Slow-Cooker Latin Chicken with Black Beans and Sweet Potatoes - delish
8 bone-in chicken thighs, skins removed
2 teaspoons ground cumin, divided
1/4 teaspoon salt
1/4 teaspoon pepper
1⁄2 teaspoon chopped chipotle chilies in adobo sauce
1/2 teaspoon ground allspice
1 cup chicken broth
1/2 cup salsa
3 cloves garlic, minced
2 -15 ounce cans black beans, rinsed and drained
2 pounds sweet potatoes, peeled cut into 2-inch chunks
1 jarred roasted red pepper, cut into strips (1 cup)
1/3 cup loosely packed fresh cilantro leaves, chopped
Sprinkle chicken thighs with 1/2 teaspoon ground cumin, 1/4 teaspoon salt, and 1/4 teaspoon ground black pepper.
Heat skillet over medium-high heat until hot; I use a cast iron skillet with a bit of olive in it but you could also use a nonstick skillet. Add chicken thighs and cook until well browned on all sides, about 10 minutes. Transfer chicken to plate. Remove skillet from heat.

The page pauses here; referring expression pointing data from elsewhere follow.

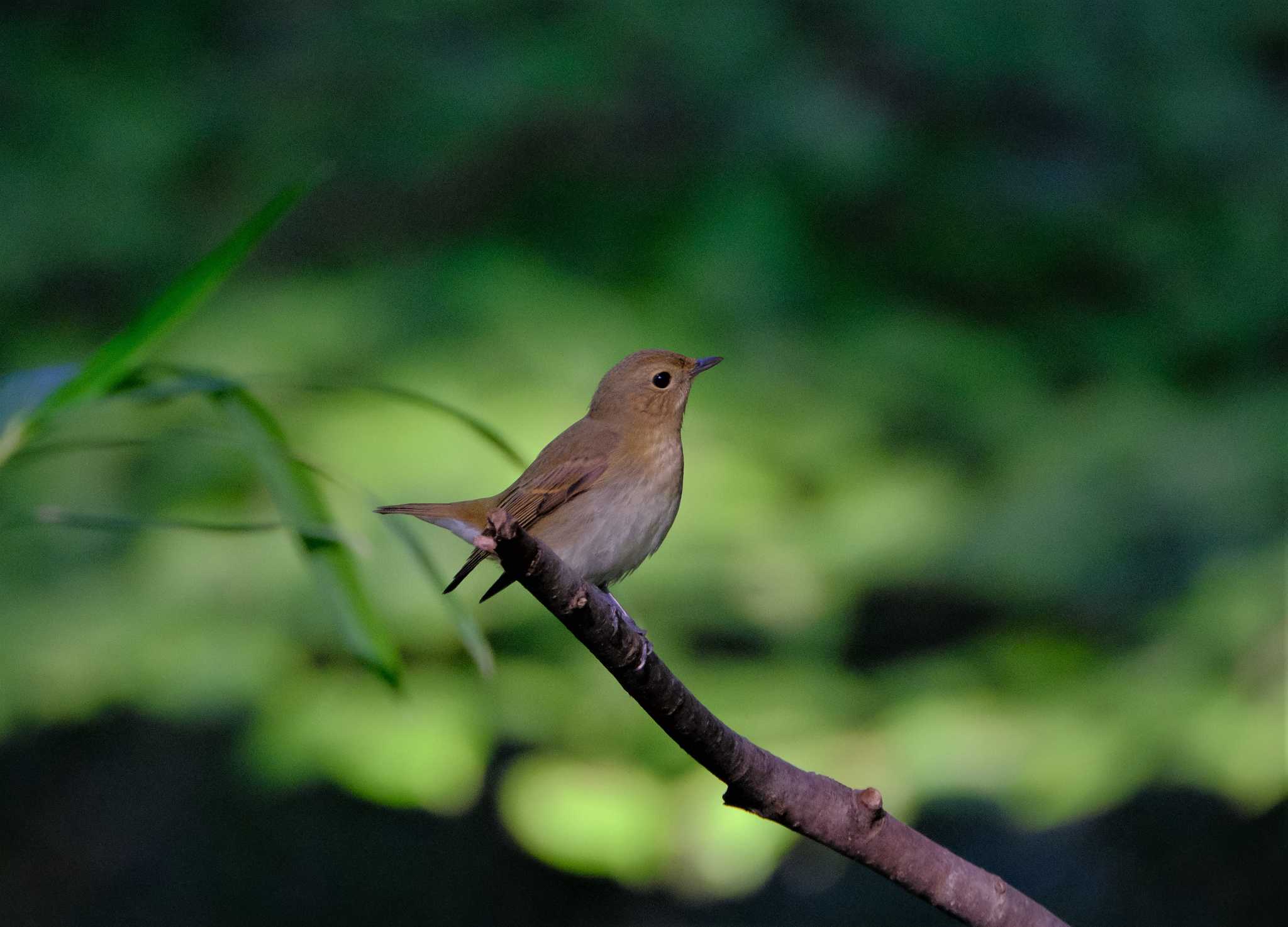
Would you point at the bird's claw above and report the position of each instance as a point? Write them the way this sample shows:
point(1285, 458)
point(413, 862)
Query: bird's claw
point(621, 616)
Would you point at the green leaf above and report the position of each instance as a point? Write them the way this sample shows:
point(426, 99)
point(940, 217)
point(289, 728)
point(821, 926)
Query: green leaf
point(302, 505)
point(124, 350)
point(467, 628)
point(22, 392)
point(415, 398)
point(472, 635)
point(57, 515)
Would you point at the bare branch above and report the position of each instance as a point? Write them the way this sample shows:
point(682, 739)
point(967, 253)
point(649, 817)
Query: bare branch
point(852, 822)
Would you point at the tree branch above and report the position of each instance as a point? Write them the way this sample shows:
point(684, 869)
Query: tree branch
point(848, 821)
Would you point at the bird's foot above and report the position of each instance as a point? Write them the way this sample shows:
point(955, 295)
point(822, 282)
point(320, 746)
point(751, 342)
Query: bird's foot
point(623, 616)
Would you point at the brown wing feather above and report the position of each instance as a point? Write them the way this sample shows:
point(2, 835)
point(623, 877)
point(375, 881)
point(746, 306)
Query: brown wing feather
point(548, 484)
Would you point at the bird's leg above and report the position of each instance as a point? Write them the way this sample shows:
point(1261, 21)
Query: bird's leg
point(621, 614)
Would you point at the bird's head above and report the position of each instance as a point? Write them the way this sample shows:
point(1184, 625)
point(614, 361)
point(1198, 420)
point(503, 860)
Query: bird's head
point(648, 388)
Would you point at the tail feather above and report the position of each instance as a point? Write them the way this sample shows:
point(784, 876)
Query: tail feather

In same skillet, combine smoked paprika, allspice, chicken broth, salsa, garlic, and remaining 1 1/2 teaspoons cumin.
In 6-quart slow cooker, combine beans and sweet potatoes.
Place chicken on top of potato mixture in slow cooker; pour broth mixture over chicken. Cover slow cooker with lid and cook, on low 8 hours or on high 4 hours.
With slotted spoon, remove chicken pieces to large platter. Gently stir roasted red pepper strips into potato mixture (sweet potatoes will be near mashed consistency). To serve spoon sweet potato mixture on plate top with chicken, sprinkle with cilantro and serve with lime wedges.